Senin, 13 Maret 2023

Teori Imamah dalam Pandangan Syi’ah


Pengertian Imamah

Imamah adalah ism mashdar atau kata benda dari  kata  amama yang artinya “di depan.” Sesuatu yang di depan disebut dengan “imam.” Itulah sebabnya, dalam kehidupan sehari-hari, kata imam sering dimaknai untuk menunjuk orang yang memimpin shalat jamaah. Arti harfiah dari kata tersebut adalah orang yang berdiri di depan untuk menjadi panutan orang-orang yang di belakangnya. Dengan demikian, imam berarti orang yang memimpin orang lain. Sementara itu, imamah adalah  lembaga  kepemimpinan.[1]

Serupa  dengan  penjelasan  Al-Mujam Assy-Syamil  Limustholahat  Alfalsafah  karya  Dr,  Abdul  Munim  AL-Hifny, imam adalah yang memiliki kekuasaan tertinggi dalam agama dan dunia yang harus di ikuti oleh seluruh umat.[2]Al Mawardi memposisikan al- imamah sebagai pengganti tugas kenabian dalam menjaga dan memelihara masalah agama serta urusan keduniaan. At Tafazani mendefinisikan dengan pemimpin tertinggi negara yang bersifat universal dalam mengatur urusan agama dan keduniaan.

Ibnu Khaldun mengatakan imamah adalah muatan seluruh komunitas manusia yang sesuai dengan pandangan syariat guna mencapai kemaslahatan mereka baik di dunia dan akhirat. Hal ini dikarenakan seluruh sistem kehidupan manusia dikembalikan pada pertimbangan dunia demi mendapatkan kemaslahatan akhirat. Dari beberapa definisi ini dapat disimpulkan bahwa Imamah adalah kekuasaan tertinggi dalam negara Islam yang bersifat menyeluruh dalam memelihara agama dan pengaturan sistem keduniaan dengan berasaskan syariat Islam dan pencapaian maslahat bagi umat di dunia dan akhirat(Nafi, 2010).[3]
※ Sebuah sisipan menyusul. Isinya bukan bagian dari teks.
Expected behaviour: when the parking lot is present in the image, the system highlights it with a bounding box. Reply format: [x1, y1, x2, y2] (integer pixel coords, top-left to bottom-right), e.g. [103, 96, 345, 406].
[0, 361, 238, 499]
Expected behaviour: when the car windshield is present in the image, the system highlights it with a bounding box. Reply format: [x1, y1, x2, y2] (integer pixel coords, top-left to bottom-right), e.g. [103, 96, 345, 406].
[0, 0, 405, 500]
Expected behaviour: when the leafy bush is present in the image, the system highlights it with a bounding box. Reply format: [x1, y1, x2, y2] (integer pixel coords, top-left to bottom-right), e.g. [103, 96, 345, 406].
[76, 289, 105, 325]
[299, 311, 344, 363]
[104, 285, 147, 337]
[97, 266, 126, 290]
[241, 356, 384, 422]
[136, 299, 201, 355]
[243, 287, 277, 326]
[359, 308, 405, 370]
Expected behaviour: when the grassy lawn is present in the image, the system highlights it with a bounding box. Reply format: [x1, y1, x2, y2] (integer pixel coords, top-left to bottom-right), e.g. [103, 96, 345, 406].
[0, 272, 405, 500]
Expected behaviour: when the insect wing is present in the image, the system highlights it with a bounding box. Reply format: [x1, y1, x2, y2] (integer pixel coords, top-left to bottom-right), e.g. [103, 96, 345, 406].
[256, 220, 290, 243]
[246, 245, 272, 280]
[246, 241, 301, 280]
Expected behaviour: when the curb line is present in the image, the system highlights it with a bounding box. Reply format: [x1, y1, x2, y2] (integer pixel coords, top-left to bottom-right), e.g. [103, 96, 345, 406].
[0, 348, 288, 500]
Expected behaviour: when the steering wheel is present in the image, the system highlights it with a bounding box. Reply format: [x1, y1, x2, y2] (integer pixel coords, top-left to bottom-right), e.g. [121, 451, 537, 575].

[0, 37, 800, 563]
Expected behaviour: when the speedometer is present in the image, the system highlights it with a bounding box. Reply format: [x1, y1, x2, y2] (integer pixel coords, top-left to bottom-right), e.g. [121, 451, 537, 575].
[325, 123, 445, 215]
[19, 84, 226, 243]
Secara teknis, hampir tidak ada perbedaan antara khilafah dan imamah sebagai lembaga kepemimpinan. Namun dalam praktisnya, kata imamah tidak disandarkan pada proses suksesi  sebagaimana yang terjadi dalam proses khilafah yang sebetulnya lebih bernuansa sosial. Konsep imamah pada akhirnya lebih cenderung dipahami bersifat doktrinal. Hal ini ditandai dengan adanya berbagai persyaratan tertentu yang harus dimiliki seseorang untuk menduduki posisi imam.Meskipun memiliki tujuan yang sama yakni untuk menegakkan dan mengatur masalah-masalah masyarakat dan kesadaran akan kemestian adanya individu-individu yang memiliki kemampuan yang bekerja mengelolanya, namun konsep imamah adalah konsep yang meyakini bahwa seorang pemimpin adalah seseorang yang ditunjuk oleh Allah. Allamah Thabaththaba‟i memiliki pandangan bahwa seorang imam telah ditunjuk oleh Allah SWT. sepeninggal Rasulullah Saw., dengan tujuan untuk menegakkan budaya dan hukum-hukum agama dan membimbing umat di jalan kebenaran. Itulah sebabnya, konsep imamah lebih  banyak ditemui dalam literatur Syi‟ah. Dan, hal ini kemudian menyebabkan konsep imamah justru lebih banyak ditemui dalam  wilayah  kajian akidah, termasuk salah satu masalah Ilmu Kalam.[4] 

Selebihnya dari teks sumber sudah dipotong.